טכניון מכון טכנולוגי לישראל
הטכניון מכון טכנולוגי לישראל - בית הספר ללימודי מוסמכים  
Ph.D Thesis
Ph.D StudentVitkin Edward
SubjectComputational Aspects of Metabolic Processes:
Modeling, Analysis and Applications
DepartmentDepartment of Computer Science
Supervisor Professor Zohar Yakhini


Abstract

This PhD dissertation addresses various aspects of simulating the metabolic behavior of living organisms. The main topics include modeling and optimizing bio-industrial fermentation processes, the refinement of metabolic network models leveraging high-throughput knockout data and the normalization and visualization of data from clinical metabolite measurements.

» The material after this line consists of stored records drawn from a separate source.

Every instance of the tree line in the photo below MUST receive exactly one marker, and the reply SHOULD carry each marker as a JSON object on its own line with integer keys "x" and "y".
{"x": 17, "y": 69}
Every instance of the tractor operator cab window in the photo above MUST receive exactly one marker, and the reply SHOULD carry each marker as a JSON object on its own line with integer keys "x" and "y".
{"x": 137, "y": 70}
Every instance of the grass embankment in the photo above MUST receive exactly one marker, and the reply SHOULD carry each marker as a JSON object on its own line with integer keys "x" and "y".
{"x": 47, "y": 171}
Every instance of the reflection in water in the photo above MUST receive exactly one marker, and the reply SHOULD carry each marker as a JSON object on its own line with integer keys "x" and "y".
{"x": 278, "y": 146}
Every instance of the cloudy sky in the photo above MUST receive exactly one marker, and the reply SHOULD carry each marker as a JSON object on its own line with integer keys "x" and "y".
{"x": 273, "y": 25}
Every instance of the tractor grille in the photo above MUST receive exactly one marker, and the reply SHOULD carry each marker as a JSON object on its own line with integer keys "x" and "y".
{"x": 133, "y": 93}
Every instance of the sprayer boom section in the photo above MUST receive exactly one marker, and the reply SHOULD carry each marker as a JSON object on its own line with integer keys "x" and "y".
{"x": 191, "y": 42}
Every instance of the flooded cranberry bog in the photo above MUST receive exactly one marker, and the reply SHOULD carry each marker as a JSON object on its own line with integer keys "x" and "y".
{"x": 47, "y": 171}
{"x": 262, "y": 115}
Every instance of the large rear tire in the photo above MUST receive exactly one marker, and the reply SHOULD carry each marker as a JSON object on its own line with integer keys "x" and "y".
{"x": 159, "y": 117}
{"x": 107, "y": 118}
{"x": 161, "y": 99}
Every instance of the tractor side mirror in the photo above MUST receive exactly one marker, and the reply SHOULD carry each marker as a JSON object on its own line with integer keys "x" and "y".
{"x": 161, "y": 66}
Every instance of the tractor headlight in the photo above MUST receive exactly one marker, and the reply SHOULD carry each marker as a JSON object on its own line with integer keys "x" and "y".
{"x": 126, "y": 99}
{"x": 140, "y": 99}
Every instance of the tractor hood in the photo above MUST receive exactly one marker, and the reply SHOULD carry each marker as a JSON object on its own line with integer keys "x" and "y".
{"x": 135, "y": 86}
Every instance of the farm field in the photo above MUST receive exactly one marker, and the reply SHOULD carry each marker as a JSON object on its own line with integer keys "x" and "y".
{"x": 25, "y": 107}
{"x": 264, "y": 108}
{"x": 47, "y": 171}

We start with presenting BioLego, which is a freely downloadable webservice, ready for installation in the Microsoft Azure Cloud environment. BioLego provides a friendly and intuitive interface that enables the simulation and the optimization of single and two-step fermentation processes. The BioLego fermentation simulator is a scalable distributed framework, providing means to the process designers for analyzing, predicting and comparing the expected efficiency of several fermentation scenarios. It is based on a novel flexible modular modelling approach, enabling smooth generation of different multi-organism fermentation configurations consisting of independent encapsulated modules, representing individual organisms.

We continue with genome-scale single organism cellular metabolic models. Gene-fitness assays, measuring organism behavior in different growth conditions after genetic modifications, lead to newly generated data that are relevant for metabolic modelling. We developed a methodology to leverage these data to improve gene-to-reaction associations in existing genome-scale models. Specifically, we use these data to assign genes to orphan reactions. We also show how to integrate these data with statistics gathered from other types of functional-genomic data, such as gene-expression profiles, to facilitate gene-to-reaction assignments.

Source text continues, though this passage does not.